Assuming your energy provider tariffs are time based according to:

    peak: from 9h00 to 21h00
    offpeak: from 21h00 to 9h00 next day

a time based automation can be used:
automation:
  trigger:
    - platform: time
      at: "09:00:00"
      variables:
        tariff: "peak"
    - platform: time
      at: "21:00:00"
      variables:
        tariff: "offpeak"
  action:
    - service: select.select_option
      target:
        entity_id: select.daily_energy
      data:
        option: "{{ tariff }}"
    - service: select.select_option
      target:
        entity_id: select.monthly_energy
      data:
        option: "{{ tariff }}"

The reason I’m suspicious of the napkin math in my head is that the Energy dashboard has my 5kWh used as equating to $331.xx

Would you have any insight into how to configure my daily_energy/monthly_energy sensors?

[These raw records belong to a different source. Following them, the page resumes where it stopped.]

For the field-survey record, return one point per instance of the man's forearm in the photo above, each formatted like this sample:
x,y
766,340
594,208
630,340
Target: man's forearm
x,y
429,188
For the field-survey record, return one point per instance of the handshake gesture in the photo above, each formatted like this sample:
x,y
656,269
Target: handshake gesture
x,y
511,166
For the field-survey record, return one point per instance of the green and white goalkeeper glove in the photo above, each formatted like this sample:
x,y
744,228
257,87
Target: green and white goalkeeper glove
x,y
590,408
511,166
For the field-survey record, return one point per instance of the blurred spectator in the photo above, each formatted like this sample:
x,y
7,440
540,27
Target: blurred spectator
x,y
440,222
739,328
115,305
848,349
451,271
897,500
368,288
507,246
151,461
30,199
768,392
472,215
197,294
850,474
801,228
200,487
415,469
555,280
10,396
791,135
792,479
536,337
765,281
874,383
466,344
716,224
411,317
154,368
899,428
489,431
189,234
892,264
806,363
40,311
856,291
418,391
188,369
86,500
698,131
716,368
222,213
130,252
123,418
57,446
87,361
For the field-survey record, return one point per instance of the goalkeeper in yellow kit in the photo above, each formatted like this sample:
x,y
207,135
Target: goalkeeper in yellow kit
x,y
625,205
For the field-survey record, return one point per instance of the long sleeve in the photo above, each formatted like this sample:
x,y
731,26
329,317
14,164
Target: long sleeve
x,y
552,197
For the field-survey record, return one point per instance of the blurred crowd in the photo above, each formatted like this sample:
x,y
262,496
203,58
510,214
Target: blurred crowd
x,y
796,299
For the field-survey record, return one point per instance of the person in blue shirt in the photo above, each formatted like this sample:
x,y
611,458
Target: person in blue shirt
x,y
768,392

What values do you have for monthly_energy and electricity_price?

You don’t need any tariffs, however you do need to make sure the id of the utility meter matches the id referenced in the template sensor (which isn’t the case in your code).

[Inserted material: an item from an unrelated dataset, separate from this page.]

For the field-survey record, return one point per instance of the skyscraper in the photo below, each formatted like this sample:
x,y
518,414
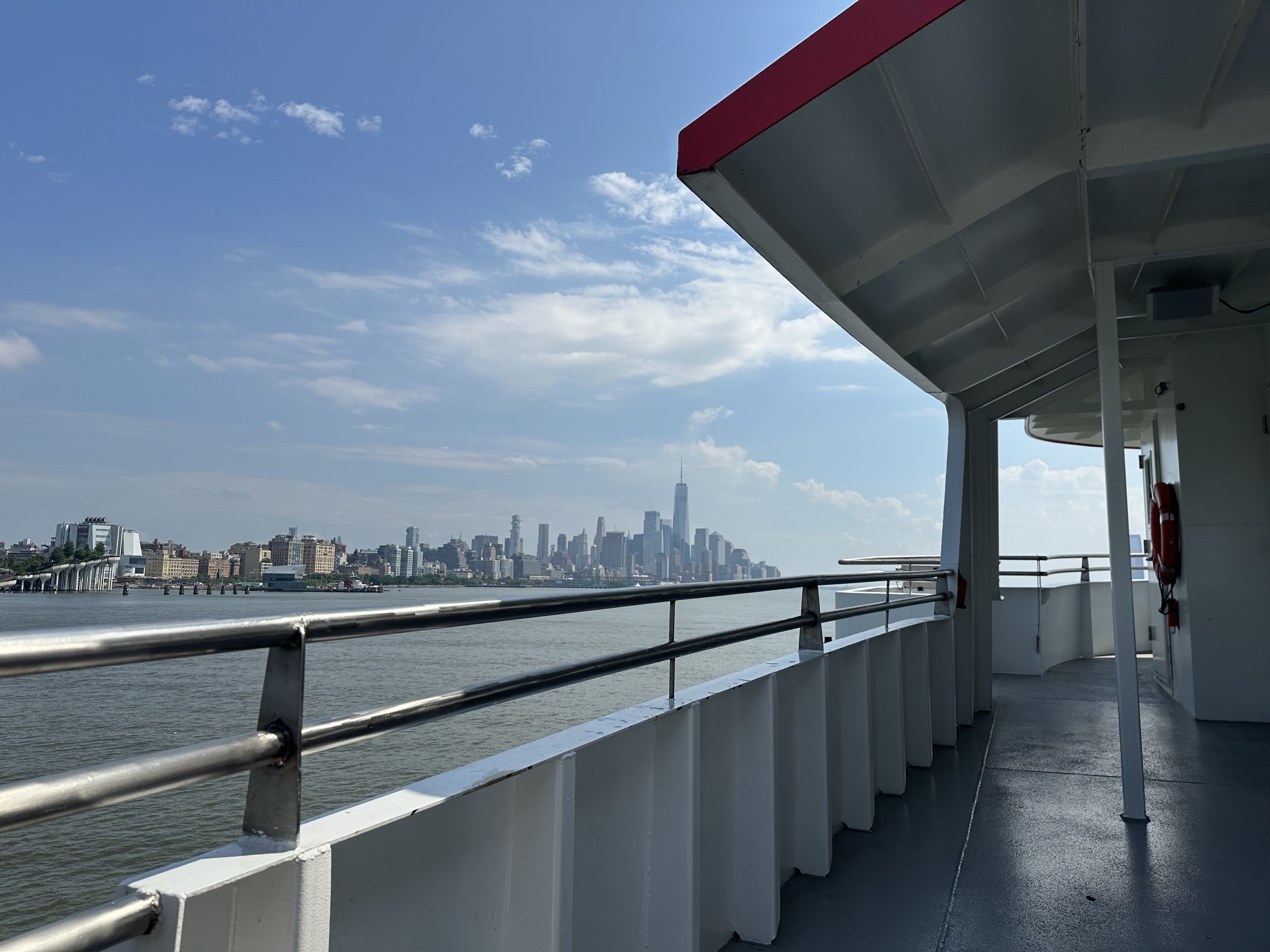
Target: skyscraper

I would make sure all values are calculated correctly before adding them to the energy dashboard. It’s hard to correct erroneous values later on.

Also, are you sure the threshold of 1000kWh is per month and not per year? 1000kWh per month seems like very very much.

Hi there, apologies for the delay, but thank you for your persistence. I will revisit the id of the utility meter against he template sensor like you mentioned.

I’d really like to iron this out to track my electric consumption. We are a family of 6 in a 5 bed/5 bath home, so our utilities are quite high.

Here is my daily_energy and monthly_energy.

And an example from the utility company of last month’s usage:

As I mentioned, I’m pulling in my meter’s 900mHz signal via rtl_433 & MQTT. It is a Wh meter. When I was first tracking usage, my recordings were all over the place with the Wh/kWh conversion. For example, hourly usage was in the hundreds of kWh on the Energy dashboard. Wrong or right, I went into the database and manually set this and am getting more reasonable (although I’m not sure if they’re correct, of about 0.25-0.3 kWh):

Where I’m suspicious is, I have the mqtt sensor defined as Wh, but I wasn’t sure if that needed to be defined in the database, too? Or, should I have left the database value definition as kWh?

Ok. Seems like your units of measurement are off.
If your meter reports in Wh I wouldn’t artificially change that to kWh.
Instead it’s probably best to create a template sensor which converts Wh to kWh by dividing with 1000.